The flock-guidance problem enjoys a challenging structure where multiple optimization objectives are solved simultaneously. This usually necessitates different control approaches to tackle various objectives, such as guidance, collision avoidance, and cohesion. The guidance schemes, in particular, have long suffered from complex tracking-error dynamics. Furthermore, techniques that are based on linear feedback strategies obtained at equilibrium conditions either may not hold or degrade when applied to uncertain dynamic environments.
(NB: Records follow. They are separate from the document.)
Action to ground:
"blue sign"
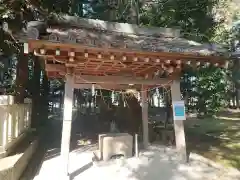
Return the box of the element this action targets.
[173,101,186,120]
[174,106,185,116]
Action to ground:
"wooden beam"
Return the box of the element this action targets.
[45,64,66,72]
[141,86,149,148]
[28,40,226,64]
[75,75,175,85]
[73,83,141,90]
[60,76,74,179]
[171,81,187,162]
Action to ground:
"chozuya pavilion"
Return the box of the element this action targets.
[14,16,226,179]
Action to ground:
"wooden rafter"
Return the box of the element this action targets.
[25,40,226,84]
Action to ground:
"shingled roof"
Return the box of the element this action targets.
[16,16,227,56]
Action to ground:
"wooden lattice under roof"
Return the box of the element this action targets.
[19,17,229,86]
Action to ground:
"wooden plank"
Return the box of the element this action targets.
[73,83,141,90]
[75,75,175,85]
[28,40,226,64]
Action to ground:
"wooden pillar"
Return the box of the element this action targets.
[141,86,149,148]
[171,81,187,162]
[16,53,28,103]
[61,75,74,179]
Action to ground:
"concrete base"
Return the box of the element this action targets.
[99,133,133,161]
[0,140,38,180]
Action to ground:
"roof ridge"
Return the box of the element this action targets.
[48,15,180,37]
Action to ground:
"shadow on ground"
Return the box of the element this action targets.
[185,112,240,169]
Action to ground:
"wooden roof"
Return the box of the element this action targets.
[17,16,229,84]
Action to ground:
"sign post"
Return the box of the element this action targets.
[173,101,186,121]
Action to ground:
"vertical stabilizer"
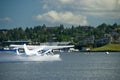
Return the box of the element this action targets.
[24,44,31,55]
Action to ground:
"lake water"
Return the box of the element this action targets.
[0,52,120,80]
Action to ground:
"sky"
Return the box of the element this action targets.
[0,0,120,29]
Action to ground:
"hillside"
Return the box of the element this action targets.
[92,44,120,51]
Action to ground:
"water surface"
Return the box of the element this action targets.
[0,52,120,80]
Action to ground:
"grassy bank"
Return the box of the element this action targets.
[91,44,120,51]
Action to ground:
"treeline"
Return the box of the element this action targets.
[0,23,120,47]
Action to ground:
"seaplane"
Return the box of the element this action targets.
[10,44,74,57]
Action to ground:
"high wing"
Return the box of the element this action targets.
[10,44,74,56]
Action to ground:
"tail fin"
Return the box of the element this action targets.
[16,49,20,55]
[24,44,31,55]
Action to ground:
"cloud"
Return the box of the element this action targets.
[36,10,87,25]
[60,0,74,3]
[44,0,120,18]
[0,17,12,22]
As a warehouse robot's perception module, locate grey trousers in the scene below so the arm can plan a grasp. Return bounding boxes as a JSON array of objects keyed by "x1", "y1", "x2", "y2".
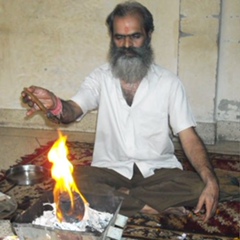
[{"x1": 74, "y1": 165, "x2": 204, "y2": 216}]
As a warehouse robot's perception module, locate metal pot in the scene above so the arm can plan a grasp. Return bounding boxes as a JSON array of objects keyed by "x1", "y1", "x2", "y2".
[{"x1": 5, "y1": 165, "x2": 50, "y2": 185}]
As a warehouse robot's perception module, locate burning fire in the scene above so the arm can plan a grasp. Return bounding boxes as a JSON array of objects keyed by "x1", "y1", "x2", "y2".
[{"x1": 48, "y1": 131, "x2": 87, "y2": 222}]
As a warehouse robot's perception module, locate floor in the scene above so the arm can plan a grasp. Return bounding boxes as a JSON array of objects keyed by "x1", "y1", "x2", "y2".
[
  {"x1": 0, "y1": 127, "x2": 240, "y2": 240},
  {"x1": 0, "y1": 127, "x2": 240, "y2": 171}
]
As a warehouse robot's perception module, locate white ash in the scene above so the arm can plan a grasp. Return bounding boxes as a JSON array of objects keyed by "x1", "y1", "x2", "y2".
[{"x1": 32, "y1": 203, "x2": 113, "y2": 233}]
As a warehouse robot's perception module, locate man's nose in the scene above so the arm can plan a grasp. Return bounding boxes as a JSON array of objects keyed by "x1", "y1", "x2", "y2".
[{"x1": 123, "y1": 36, "x2": 133, "y2": 48}]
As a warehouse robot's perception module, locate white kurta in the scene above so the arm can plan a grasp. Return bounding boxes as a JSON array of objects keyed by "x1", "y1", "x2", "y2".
[{"x1": 72, "y1": 64, "x2": 196, "y2": 179}]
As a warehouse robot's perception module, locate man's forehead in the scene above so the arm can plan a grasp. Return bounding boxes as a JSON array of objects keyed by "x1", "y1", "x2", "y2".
[{"x1": 113, "y1": 14, "x2": 144, "y2": 34}]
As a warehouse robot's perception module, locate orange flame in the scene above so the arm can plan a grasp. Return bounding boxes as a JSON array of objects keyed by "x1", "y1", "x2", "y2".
[{"x1": 48, "y1": 131, "x2": 87, "y2": 222}]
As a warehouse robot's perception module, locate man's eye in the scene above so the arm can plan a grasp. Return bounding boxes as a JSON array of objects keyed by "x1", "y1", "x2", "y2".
[
  {"x1": 115, "y1": 35, "x2": 124, "y2": 40},
  {"x1": 131, "y1": 33, "x2": 142, "y2": 39}
]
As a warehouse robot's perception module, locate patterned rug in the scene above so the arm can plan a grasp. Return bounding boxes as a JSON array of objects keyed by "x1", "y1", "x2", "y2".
[{"x1": 0, "y1": 142, "x2": 240, "y2": 240}]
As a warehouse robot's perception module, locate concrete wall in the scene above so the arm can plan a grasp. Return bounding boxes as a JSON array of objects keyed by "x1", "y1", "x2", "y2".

Pre-tuned fuzzy inference architectures lack robustness under such unmodeled conditions. This work introduces an adaptive distributed technique for the autonomous control of flock systems. Its relatively flexible structure is based on online fuzzy reinforcement learning schemes which simultaneously target a number of objectives; namely, following a leader, avoiding collision, and reaching a flock velocity consensus. In addition to its resilience in the face of dynamic disturbances, the algorithm does not require more than the agent position as a feedback signal. The effectiveness of the proposed method is validated with two simulation scenarios and benchmarked against a similar technique from the literature.
翻译:-
群集引导问题具有挑战性的结构,需要同时解决多个优化目标。这通常需要不同的控制方法来处理各种目标,例如引导、避障和凝聚。尤其是引导方案长期以来一直受到复杂的跟踪误差动态的困扰。此外,基于平衡条件获得的线性反馈策略的技术在应用于不确定的动态环境时可能不可用或退化。预调的模糊推理架构在这种未建模条件下缺乏鲁棒性。本文介绍一种自适应分布式技术,用于群集系统的自主控制。它的相对灵活的结构是基于同时针对许多目标的在线模糊强化学习方案,即跟随领导者、避免碰撞和到达群集速度共识。除了在动态干扰下的弹性外,该算法不需要更多反馈信号,只需要代理位置。所提出的方法的有效性通过两种模拟场景验证,并与文学中的类似技术进行基准测试。